How do you implement memory
Writing your own allocator is a common system programming exercise. Only thing you need from "outside" is a memory region to manage. If you are programming bare-metal, you'll likely have a memory map available that describes which regions are RAM. These you can manage with malloc.
and process management
Processes on a modern OS are a number of things. They usually have their own page tables, a context (registers to save while the process is suspended) and a number of other process-specific data structures.
The data structures you can set up in C, but their "activation" (switching page tables, saving/restoring context) is usually beyond what's possible in portable C. For those you either have assembly routines or some inline assembly interleaved with the C code.

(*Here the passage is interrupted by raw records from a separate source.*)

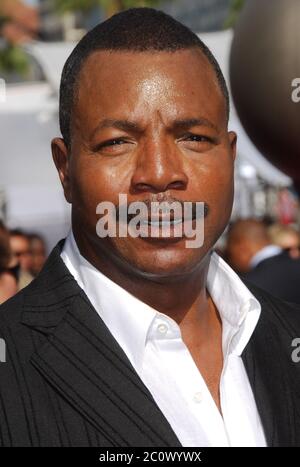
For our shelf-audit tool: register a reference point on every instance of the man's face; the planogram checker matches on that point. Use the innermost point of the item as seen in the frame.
(151, 126)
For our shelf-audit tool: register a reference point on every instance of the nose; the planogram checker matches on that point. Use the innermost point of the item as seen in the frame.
(159, 167)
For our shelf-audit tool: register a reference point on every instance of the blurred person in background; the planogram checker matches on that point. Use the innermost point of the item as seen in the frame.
(20, 22)
(38, 253)
(287, 238)
(20, 247)
(8, 281)
(251, 252)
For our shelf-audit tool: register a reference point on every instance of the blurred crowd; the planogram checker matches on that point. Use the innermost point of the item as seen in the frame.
(22, 256)
(262, 253)
(266, 255)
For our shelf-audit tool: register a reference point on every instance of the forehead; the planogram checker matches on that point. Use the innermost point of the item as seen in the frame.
(174, 83)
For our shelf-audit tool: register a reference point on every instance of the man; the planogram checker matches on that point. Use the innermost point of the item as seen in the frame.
(20, 248)
(252, 253)
(38, 253)
(287, 237)
(8, 282)
(139, 340)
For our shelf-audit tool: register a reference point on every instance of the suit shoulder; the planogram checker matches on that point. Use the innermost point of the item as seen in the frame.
(285, 314)
(11, 310)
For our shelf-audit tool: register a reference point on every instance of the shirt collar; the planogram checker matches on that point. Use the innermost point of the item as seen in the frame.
(266, 252)
(131, 321)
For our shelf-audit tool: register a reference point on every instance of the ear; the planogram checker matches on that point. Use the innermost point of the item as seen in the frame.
(60, 156)
(232, 141)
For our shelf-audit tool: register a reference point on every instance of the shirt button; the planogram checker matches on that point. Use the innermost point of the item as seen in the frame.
(162, 328)
(197, 397)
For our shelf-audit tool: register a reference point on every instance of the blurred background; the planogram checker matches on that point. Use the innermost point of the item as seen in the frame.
(36, 37)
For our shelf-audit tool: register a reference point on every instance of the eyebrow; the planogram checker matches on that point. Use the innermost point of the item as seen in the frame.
(127, 125)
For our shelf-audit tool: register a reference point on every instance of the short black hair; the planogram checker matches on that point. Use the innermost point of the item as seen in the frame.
(137, 30)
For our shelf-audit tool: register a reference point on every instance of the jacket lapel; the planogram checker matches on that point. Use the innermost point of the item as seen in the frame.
(84, 362)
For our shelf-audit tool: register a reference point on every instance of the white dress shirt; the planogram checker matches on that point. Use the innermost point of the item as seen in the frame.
(153, 344)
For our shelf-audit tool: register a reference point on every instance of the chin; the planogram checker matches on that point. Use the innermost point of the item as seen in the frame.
(168, 263)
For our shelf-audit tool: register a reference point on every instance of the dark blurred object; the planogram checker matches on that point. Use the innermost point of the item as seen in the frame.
(8, 280)
(251, 252)
(38, 253)
(287, 237)
(279, 275)
(20, 248)
(245, 238)
(263, 63)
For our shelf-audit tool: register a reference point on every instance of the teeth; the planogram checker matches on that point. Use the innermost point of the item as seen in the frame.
(162, 223)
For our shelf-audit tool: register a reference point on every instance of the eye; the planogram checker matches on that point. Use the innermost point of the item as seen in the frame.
(197, 138)
(111, 144)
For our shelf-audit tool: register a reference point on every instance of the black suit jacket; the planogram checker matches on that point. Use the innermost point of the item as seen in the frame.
(67, 382)
(278, 275)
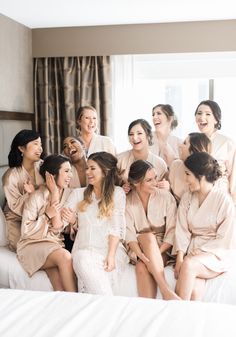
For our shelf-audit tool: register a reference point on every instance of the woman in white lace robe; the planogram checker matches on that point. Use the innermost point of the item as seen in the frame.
(99, 258)
(86, 120)
(205, 229)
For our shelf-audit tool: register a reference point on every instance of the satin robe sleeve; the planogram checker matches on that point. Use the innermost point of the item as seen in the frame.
(225, 232)
(35, 223)
(15, 198)
(232, 170)
(131, 234)
(118, 222)
(170, 220)
(182, 233)
(73, 201)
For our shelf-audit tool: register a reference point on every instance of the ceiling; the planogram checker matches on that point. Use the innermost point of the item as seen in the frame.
(68, 13)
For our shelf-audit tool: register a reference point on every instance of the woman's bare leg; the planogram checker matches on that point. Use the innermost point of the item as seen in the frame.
(55, 279)
(155, 265)
(62, 259)
(147, 286)
(198, 290)
(190, 270)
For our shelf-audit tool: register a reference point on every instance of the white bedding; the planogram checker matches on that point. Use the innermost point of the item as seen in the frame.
(221, 289)
(45, 314)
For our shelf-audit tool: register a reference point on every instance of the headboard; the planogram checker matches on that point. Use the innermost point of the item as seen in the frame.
(11, 122)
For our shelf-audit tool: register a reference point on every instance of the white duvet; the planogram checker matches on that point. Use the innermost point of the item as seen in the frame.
(45, 314)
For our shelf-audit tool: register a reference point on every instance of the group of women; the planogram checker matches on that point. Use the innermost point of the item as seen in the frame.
(162, 202)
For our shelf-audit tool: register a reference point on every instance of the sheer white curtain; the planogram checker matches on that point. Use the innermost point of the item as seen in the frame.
(140, 82)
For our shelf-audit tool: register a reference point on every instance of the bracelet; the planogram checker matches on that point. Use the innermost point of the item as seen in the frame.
(47, 216)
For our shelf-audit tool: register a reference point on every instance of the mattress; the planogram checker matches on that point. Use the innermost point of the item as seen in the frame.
(57, 314)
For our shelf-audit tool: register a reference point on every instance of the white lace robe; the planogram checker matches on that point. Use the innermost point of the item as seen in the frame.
(91, 244)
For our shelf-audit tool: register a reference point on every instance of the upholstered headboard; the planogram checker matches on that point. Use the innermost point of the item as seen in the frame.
(11, 122)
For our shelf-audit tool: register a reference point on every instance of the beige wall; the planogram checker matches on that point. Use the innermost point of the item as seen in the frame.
(16, 76)
(16, 67)
(181, 37)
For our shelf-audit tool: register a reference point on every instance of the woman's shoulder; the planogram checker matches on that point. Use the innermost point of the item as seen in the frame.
(221, 195)
(217, 136)
(156, 160)
(177, 163)
(78, 191)
(12, 175)
(103, 139)
(123, 154)
(163, 194)
(119, 192)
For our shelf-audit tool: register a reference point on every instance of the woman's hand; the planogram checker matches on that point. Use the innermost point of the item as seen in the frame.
(144, 258)
(178, 265)
(68, 215)
(109, 263)
(29, 187)
(52, 209)
(51, 184)
(126, 187)
(196, 252)
(163, 184)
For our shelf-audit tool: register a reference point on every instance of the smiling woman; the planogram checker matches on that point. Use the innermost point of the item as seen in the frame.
(87, 127)
(21, 179)
(73, 149)
(41, 243)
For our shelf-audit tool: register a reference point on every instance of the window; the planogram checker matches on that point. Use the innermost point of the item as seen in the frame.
(182, 80)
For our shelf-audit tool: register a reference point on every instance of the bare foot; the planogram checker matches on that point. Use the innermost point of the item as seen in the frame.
(170, 295)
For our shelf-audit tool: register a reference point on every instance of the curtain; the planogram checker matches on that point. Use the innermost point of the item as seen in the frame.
(61, 86)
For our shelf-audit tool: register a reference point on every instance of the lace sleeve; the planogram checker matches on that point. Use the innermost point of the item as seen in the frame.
(117, 221)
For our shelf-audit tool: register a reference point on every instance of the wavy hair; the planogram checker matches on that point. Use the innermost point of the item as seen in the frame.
(112, 177)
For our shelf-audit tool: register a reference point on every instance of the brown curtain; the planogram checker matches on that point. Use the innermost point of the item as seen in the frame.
(61, 86)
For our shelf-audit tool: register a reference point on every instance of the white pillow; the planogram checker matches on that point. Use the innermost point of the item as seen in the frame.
(3, 237)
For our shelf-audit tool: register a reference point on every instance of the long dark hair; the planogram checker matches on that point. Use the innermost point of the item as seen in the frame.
(138, 170)
(216, 110)
(108, 164)
(168, 110)
(202, 164)
(22, 138)
(52, 164)
(146, 127)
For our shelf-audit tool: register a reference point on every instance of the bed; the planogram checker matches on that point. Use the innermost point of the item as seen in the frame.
(221, 289)
(33, 313)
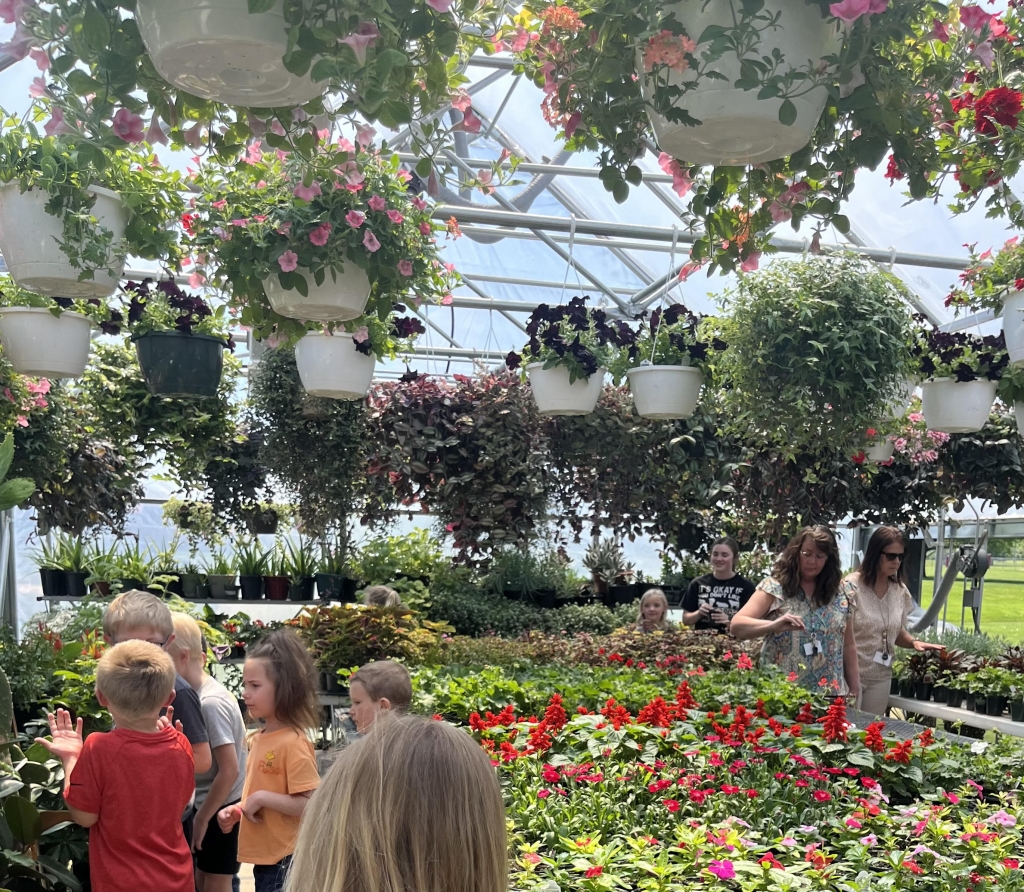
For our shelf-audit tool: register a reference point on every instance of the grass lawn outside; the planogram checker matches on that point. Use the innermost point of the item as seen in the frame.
(1001, 605)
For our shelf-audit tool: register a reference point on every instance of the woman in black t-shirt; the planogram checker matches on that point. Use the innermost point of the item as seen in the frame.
(713, 600)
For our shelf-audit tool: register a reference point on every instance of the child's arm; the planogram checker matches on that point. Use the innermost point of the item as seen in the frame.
(294, 803)
(67, 745)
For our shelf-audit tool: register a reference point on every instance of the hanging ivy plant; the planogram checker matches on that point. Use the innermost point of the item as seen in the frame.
(314, 449)
(469, 452)
(816, 349)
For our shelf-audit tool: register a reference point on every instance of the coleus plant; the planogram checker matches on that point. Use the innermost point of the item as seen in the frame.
(583, 340)
(926, 85)
(275, 215)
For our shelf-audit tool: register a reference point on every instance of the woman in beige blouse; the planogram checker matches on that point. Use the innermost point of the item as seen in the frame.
(881, 602)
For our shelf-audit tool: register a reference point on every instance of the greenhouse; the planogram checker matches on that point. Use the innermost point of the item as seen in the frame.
(458, 447)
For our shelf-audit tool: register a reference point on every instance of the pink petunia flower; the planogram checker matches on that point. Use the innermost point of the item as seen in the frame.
(320, 236)
(307, 193)
(128, 126)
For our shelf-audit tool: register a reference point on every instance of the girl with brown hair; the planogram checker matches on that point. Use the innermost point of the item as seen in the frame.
(804, 617)
(414, 806)
(881, 604)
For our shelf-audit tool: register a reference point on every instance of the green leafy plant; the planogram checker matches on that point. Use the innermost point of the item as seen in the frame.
(815, 348)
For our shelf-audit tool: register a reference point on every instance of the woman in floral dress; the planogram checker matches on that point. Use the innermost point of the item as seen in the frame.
(804, 618)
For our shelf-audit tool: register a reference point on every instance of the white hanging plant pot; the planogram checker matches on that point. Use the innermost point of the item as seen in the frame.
(880, 452)
(735, 126)
(30, 237)
(665, 391)
(555, 395)
(330, 366)
(336, 300)
(1013, 326)
(43, 345)
(215, 49)
(956, 407)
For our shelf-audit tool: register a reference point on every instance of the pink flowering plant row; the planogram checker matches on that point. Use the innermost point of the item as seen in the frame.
(920, 87)
(695, 789)
(306, 220)
(393, 62)
(65, 167)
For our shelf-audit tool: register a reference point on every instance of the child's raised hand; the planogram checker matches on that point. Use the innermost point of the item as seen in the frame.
(67, 737)
(227, 817)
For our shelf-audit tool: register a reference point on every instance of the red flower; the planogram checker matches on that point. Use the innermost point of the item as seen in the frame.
(835, 721)
(872, 737)
(997, 105)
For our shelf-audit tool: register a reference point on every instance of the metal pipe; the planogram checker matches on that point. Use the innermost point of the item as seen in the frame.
(547, 223)
(530, 167)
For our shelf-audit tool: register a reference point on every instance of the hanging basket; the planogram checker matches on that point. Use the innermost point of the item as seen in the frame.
(880, 452)
(956, 407)
(215, 49)
(555, 395)
(180, 366)
(335, 300)
(666, 391)
(736, 127)
(30, 243)
(44, 345)
(1013, 326)
(330, 366)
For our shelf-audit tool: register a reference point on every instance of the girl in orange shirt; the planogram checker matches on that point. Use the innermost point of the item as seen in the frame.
(280, 689)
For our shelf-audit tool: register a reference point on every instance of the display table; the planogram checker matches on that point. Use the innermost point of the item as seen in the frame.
(954, 714)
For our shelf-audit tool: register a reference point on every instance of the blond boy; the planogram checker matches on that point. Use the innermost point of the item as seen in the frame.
(376, 686)
(216, 852)
(130, 786)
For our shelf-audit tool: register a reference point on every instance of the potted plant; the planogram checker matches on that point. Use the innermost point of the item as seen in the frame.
(251, 560)
(51, 570)
(567, 354)
(814, 348)
(962, 374)
(330, 236)
(996, 283)
(301, 566)
(71, 213)
(276, 581)
(667, 384)
(621, 75)
(334, 582)
(178, 338)
(220, 576)
(43, 336)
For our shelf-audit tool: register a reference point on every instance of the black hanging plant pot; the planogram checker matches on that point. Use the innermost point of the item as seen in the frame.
(180, 366)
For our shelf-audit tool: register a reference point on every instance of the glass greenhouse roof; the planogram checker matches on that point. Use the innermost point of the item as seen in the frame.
(525, 267)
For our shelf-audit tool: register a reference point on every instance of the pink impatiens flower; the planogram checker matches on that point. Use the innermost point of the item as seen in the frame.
(128, 126)
(307, 193)
(320, 236)
(723, 869)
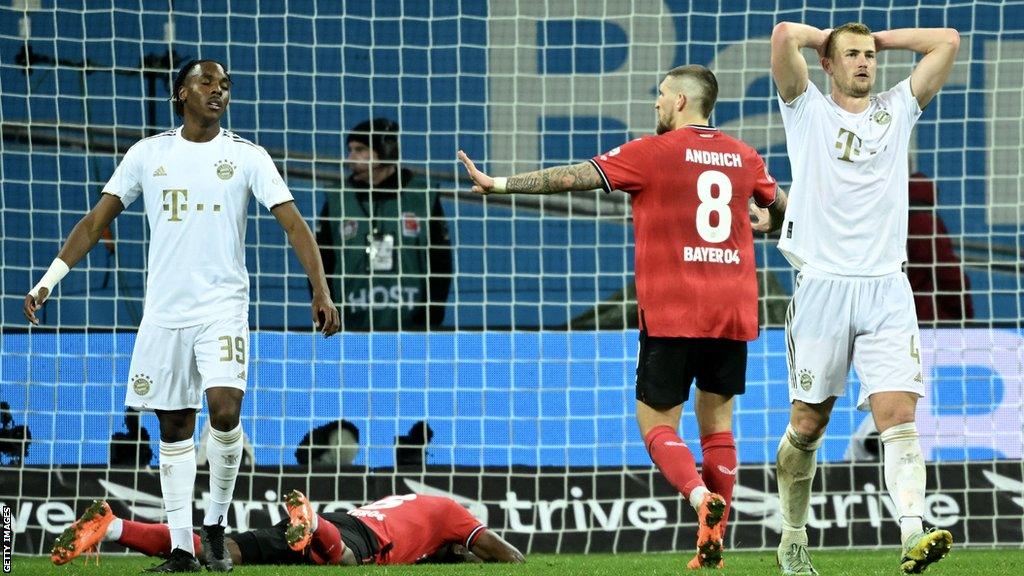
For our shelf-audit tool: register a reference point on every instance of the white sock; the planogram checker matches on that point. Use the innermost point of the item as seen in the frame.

and so on, specifically what functions are available and what is exposed to allows you to do this in C instead of assembler?
There are hosted and freestanding C implementations. If you write your own OS, you are usually within a freestanding C environment and you have no standard library provided functions at your disposal. You rely on your own code, write assembly routines or you use compiler intrinsics.
what do you call to interact with memory
You can cast integers to pointers and manipulate the pointees. volatile
allows you to tell the compiler that you absolutely want to do reads/writes in the order written.
devices
Many devices are memory-mapped, meaning that you can communicate as if you are reading/writing memory (simplified; caches can make this a bit trickier). Other devices are addressable over dedicated I/O ports. Those require special instructions, which either the compiler has intrinsics for or you need to implement in assembly (that you can call from C).
interrupts?
Like above. Parts like enabling/disabling interrupts might require dedicated instructions. Setting an interrupt handler might be just a matter of writing a function pointer to the correct address.
I'm more than happy for an answer that includes some further reading but if you'd be able to summarise the main points related to each question that would be super handy for me!
My suggestion is getting yourself an ARM Cortex-M and start playing around with it. osdev as noted in the comments is also a very nice resource.